Dedicated static (or ‘passive’) mixers, i.e. where the flow is made to do the work on the mixer instead of the power mixer doing work on the fluid, are considered better mixers than any piping elements.


Vertical flow produces adequate dispersion (i.e. sample quality mixing) at lower speeds than horizontal flow for any given piping element or static mixing device.

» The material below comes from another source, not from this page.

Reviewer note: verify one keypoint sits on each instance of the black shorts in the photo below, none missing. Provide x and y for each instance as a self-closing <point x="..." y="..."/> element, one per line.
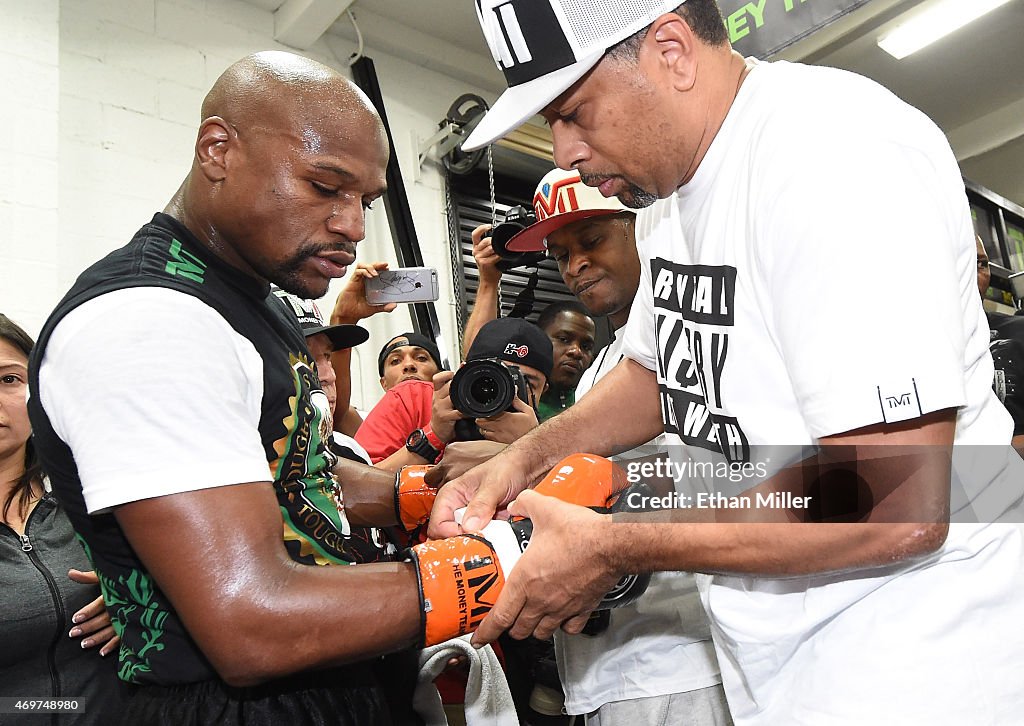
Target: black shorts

In order to guarantee adequate dispersion for a representative sample, it is necessary to supply some sort of mixing device upstream of the sampling location. The best mixing, i.e. the ‘active’ mixer which is a powered mixer that does work on the fluid, also requires the most logistics. It requires power and may have moving parts, making it relatively expensive to operate from the cost of the power supply and in carrying out regular maintenance. There may also be potential safety requirements, with a powered system requiring moving parts penetrating the hydrocarbon containment pipe.


The most common method of mixing is ‘passive’ mixing, i.e. a fixed mixing element where the fluid does the work on the element. This method is dependent on the fluid to supply the mixing energy. That is, the dynamic pressure drives the mixing. Whereas different designs of static mixer may be more effective than others for any given water with oil flow condition, i.e. given dynamic pressure, the effectiveness of any passive mixer design is dependent on the flow's dynamic pressure. For all passive mixer designs, as the total volume flow rate for a given water to oil flow rate ratio (i.e. dynamic pressure) increases so does the mixer device's effectiveness.

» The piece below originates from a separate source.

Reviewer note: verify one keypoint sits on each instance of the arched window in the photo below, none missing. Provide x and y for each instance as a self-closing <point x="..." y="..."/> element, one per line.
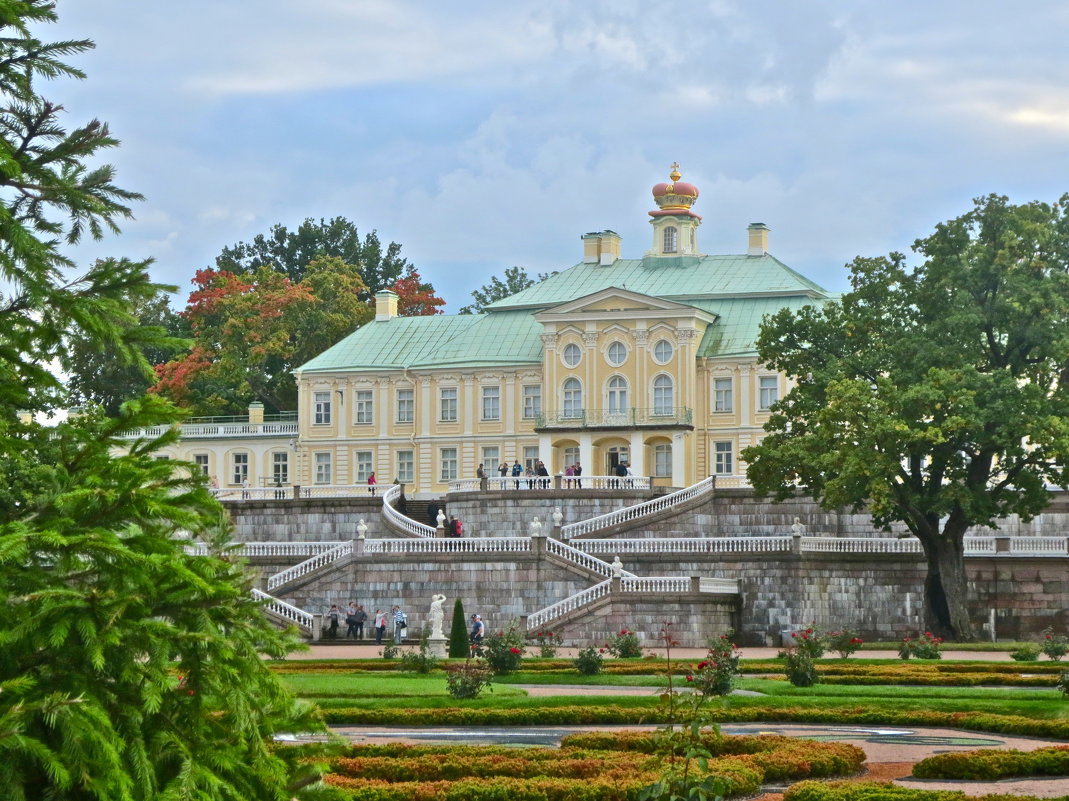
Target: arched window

The level of mixing required to convert a water and oil flow to a near homogenous pseudo-single-phase mix is dependent on how mixed the flow is before the mixer. It is well understood that for any given water and oil flow condition the flow is naturally more mixed with vertical flow than horizontal flow. Horizontal flow has the gravitational/buoyancy effect acting perpendicular to the flow causing an active separation mechanism. Vertical flow has the gravitational/buoyancy effect acting along the pipe centre line thereby neutralizing this issue. This is illustrated in FIG. 2, which shows a still image of a 0.8 water cut oil and water fluid flowing at 0.6 m/s along a four inch (10.16 cm) fluid conduit in horizontal flow (from left to right) and then turning vertically upwards. The oil is dyed, and it can be seen in the horizontal section that oil 200 is well separated from water 202, but in the vertical portion the fluid 204 is mixed.


For any given water with oil flow condition vertical flows naturally have better mixing than horizontal flows. Therefore, for any given water with oil flow condition any given passive mixer design will have a better mixed flow at the inlet for vertical installations. Hence, for any given water with oil flow condition any given passive mixer design will have a better mixed flow at the outlet for vertical installations. However, most production pipe work is horizontal flow. Turning a pipe vertical up or down specifically to aid mixing is expensive (requiring U-bends and pipe supports) and significantly increases the system's ‘foot print’. Therefore, mixing is required for a water with oil flow sample, but a passive horizontal flow mixer is desirable, if the mixing achieved can be sufficient to produce a representative sample.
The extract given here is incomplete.